ClimaMeter Analysis 

We analyze here (see Methodology for more details) how events similar to the meteorological conditions leading to the July 2025 Texas floods have changed in the present (1987–2023) compared to what they would have looked like if they had occurred in the past (1950–1986) in the region [103°W 93°W 25°S 35°S]. Surface pressure changes show no relevant differences between the two periods, with near-zero anomalies over most of the affected region. Temperature changes show increases of up to +1.5 °C southern to the flood-affected area, particularly around Round Rock and extending toward the Gulf Coast. Precipitation changes reveal a general increase in rainfall totals, with present-day conditions up to 2 mm/day wetter in parts of Central Texas, especially along the corridor from San Antonio to Austin. Wind changes display enhanced wind speeds of up to +2  km/h across the region impacted by the flooding, notably over the inland areas west of Round Rock.

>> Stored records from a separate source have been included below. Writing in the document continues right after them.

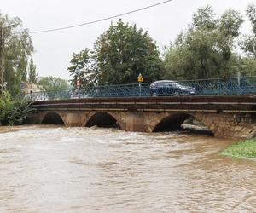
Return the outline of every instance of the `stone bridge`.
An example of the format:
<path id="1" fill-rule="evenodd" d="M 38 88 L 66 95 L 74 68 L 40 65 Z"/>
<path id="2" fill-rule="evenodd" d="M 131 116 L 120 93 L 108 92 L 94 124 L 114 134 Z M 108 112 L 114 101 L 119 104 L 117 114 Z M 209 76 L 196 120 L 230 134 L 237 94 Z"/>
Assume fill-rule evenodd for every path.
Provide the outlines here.
<path id="1" fill-rule="evenodd" d="M 215 136 L 256 135 L 256 96 L 87 98 L 35 101 L 31 124 L 119 127 L 127 131 L 178 130 L 192 117 Z"/>

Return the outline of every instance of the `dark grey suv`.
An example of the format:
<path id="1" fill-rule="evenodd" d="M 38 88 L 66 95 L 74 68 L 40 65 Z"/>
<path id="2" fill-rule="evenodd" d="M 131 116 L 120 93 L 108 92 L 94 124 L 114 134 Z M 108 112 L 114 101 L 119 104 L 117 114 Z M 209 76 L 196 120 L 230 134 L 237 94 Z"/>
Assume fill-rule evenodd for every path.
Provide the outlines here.
<path id="1" fill-rule="evenodd" d="M 177 81 L 162 80 L 150 84 L 150 93 L 152 96 L 195 95 L 195 89 Z"/>

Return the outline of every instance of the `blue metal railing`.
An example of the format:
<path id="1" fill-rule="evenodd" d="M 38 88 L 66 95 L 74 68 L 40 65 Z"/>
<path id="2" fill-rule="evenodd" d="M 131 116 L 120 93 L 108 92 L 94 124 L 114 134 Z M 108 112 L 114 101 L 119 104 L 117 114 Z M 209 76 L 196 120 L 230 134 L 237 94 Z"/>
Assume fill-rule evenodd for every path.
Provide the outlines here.
<path id="1" fill-rule="evenodd" d="M 194 88 L 195 95 L 256 95 L 256 77 L 212 78 L 177 82 L 184 89 Z M 67 89 L 50 92 L 31 93 L 26 95 L 28 101 L 67 100 L 99 97 L 148 97 L 152 96 L 151 83 L 110 85 L 88 87 L 82 89 Z M 152 88 L 151 88 L 152 89 Z M 160 95 L 173 95 L 165 88 L 158 87 Z M 182 93 L 180 95 L 183 95 Z"/>

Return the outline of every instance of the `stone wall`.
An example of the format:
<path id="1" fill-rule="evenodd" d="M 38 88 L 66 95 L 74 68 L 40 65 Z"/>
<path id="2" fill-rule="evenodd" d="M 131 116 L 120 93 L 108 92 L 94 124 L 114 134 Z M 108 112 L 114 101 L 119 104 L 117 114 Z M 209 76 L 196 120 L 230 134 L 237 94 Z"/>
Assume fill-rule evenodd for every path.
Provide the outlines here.
<path id="1" fill-rule="evenodd" d="M 85 126 L 86 123 L 97 112 L 112 116 L 120 129 L 126 131 L 153 132 L 154 128 L 166 118 L 172 122 L 173 118 L 179 126 L 184 115 L 195 117 L 203 123 L 215 136 L 229 138 L 252 138 L 256 135 L 255 116 L 253 113 L 235 112 L 137 112 L 137 111 L 71 111 L 56 110 L 66 126 Z M 39 111 L 32 118 L 33 124 L 42 124 L 48 111 Z M 180 119 L 177 119 L 179 115 Z"/>

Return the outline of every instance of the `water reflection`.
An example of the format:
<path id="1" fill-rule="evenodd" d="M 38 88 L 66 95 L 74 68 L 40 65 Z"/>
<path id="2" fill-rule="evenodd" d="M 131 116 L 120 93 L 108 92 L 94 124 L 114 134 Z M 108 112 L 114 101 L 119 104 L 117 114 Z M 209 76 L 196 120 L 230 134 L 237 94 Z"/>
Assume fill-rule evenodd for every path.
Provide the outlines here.
<path id="1" fill-rule="evenodd" d="M 219 156 L 230 140 L 48 125 L 4 130 L 1 212 L 255 210 L 256 163 Z"/>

Similar past events do not show a clear seasonal shift, apart from a slight increase in June occurrences during the present period compared to the past. Changes in urban areas reveal that Round Rock experienced significantly warmer (+1.5 °C) and wetter (+1  mm/day) conditions during this event compared to similar past situations, Austin showed slight changes, while Killeen displayed the largest increase in precipitation (up to +1.5 mm/day). These results suggest that meteorological conditions similar to those of the July 2025 Texas floods are becoming more favorable for extreme precipitation, in line with what would be expected under continued global warming. 

Finally, we find that sources of natural climate variability, notably the El Nino Southern Oscillation and the Atlantic Multidecadal Oscillation, may have influenced the event. This suggests that the changes we see in the event compared to the past may be due to human-driven climate change, with a contribution from natural variability.

Conclusion

Based on the above, we conclude that meteorological conditions leading to the July 2025 floods in Texas  are up to 2 mm/day wetter (up to 7%) compared to similar past events. Natural variability alone cannot explain the changes in precipitation associated with this very exceptional meteorological condition.